Mariano Segedin, the company’s head of post-production, says it’s all about optimising workflow.

“We design our workflow to work best for us. Being able to move data across pipes rather than physically is much better for scheduling. A day shoot could be a terabyte of data and we might shoot for two days on a high-end commercial – and that’s just the footage. Then there are visual effects sequences we need to send to post-production FX [special effects] houses or overseas. These files can be 10, 20 or even 100s of Gigs. Then they need to send us proofs and then the finals. This back-and-forth happens several times over.”

Segedin says good workflow is critical to the company doing good work. “We try to be as creative as possible for our clients. The inhibitors to that are technology, time, location and a lot of those technical details that get in the way of you doing your job. The more you can remove them, the more you open yourselves up to new clients and to offering a better service.”

Augusto’s wings are still clipped by the fact that New Zealand is part of a select super-fibre club. Only about seven countries currently have Hyperfibre-like services and the US (where Augusto has an office, in New York) isn’t one of them.

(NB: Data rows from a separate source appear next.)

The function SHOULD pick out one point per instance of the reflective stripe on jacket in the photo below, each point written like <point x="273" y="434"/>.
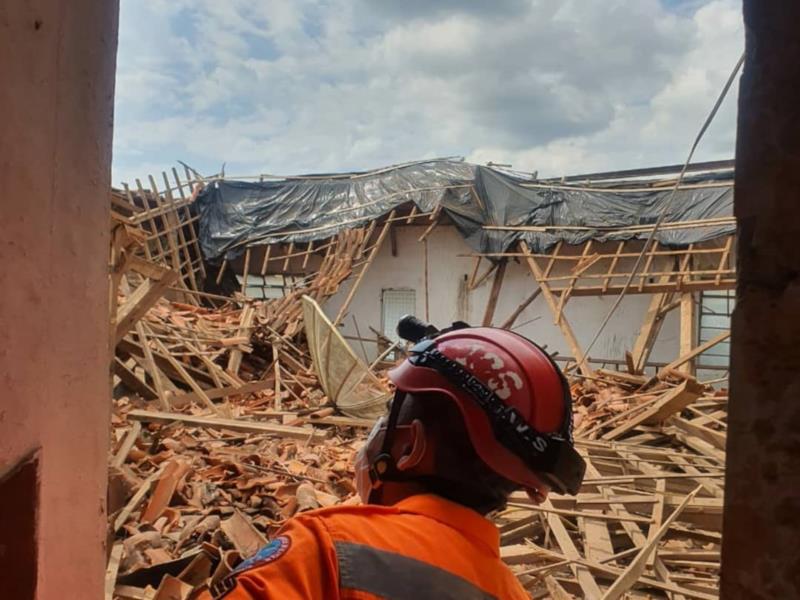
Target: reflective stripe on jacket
<point x="422" y="548"/>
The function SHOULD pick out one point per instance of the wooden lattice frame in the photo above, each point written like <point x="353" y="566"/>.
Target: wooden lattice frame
<point x="163" y="214"/>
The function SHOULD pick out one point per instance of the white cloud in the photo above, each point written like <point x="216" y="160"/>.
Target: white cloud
<point x="291" y="86"/>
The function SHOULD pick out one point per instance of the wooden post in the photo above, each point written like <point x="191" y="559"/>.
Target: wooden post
<point x="687" y="339"/>
<point x="563" y="324"/>
<point x="518" y="311"/>
<point x="491" y="305"/>
<point x="427" y="289"/>
<point x="245" y="271"/>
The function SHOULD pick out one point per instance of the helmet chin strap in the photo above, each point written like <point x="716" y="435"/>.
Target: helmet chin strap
<point x="383" y="466"/>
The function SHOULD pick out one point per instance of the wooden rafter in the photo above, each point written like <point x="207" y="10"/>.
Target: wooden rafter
<point x="562" y="322"/>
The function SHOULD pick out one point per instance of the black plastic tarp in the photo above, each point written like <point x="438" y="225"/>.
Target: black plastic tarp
<point x="235" y="214"/>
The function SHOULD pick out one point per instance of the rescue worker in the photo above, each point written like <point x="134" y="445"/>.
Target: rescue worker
<point x="478" y="413"/>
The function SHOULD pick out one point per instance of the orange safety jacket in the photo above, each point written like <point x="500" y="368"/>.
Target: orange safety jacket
<point x="421" y="548"/>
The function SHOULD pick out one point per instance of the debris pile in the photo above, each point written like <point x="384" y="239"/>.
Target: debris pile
<point x="648" y="520"/>
<point x="225" y="425"/>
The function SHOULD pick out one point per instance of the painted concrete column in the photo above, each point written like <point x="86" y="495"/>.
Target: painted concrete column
<point x="57" y="61"/>
<point x="760" y="556"/>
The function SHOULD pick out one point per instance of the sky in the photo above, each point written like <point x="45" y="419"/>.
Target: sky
<point x="285" y="87"/>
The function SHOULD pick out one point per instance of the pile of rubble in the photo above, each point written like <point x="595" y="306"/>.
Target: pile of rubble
<point x="224" y="426"/>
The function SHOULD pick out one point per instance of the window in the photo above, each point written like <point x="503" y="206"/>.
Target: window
<point x="715" y="318"/>
<point x="396" y="304"/>
<point x="269" y="287"/>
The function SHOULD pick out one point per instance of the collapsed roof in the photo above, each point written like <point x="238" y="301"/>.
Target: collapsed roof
<point x="492" y="208"/>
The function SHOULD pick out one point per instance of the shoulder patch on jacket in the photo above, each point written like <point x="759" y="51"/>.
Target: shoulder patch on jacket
<point x="269" y="553"/>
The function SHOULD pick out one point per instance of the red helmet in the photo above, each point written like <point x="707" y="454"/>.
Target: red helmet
<point x="515" y="402"/>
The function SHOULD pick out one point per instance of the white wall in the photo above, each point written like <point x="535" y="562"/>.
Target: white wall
<point x="448" y="270"/>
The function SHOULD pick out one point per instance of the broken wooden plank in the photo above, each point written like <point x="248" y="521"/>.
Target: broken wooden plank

But Segedin sees having Hyperfibre now as future proofing for when it is more widely available. Augusto has several international clients, including Germany’s Adidas and New York basketball team the Brooklyn Nets. At home it works with Tourism New Zealand.


Hyperfibre uses the XGS-Pon technology. This is a data network standard that allows users to send data over the internet at speeds of up to 10Gbps. Right now, 8Gbps is more realistic.

As well as being fast, the technology is symmetrical. This means upload and download speeds are the same. It is, in effect, next generation Ultra-Fast Broadband.

Orcon is the first telecoms retailer to sell Hyperfibre. Its 4Gbps service costs $200 a month. Installation is simple, says Chorus. The technology uses the UFB network already serving many New Zealand homes and businesses. All that’s needed is for a technician to install a new generation ONT (Optical Network Terminal). For more on this see page 28.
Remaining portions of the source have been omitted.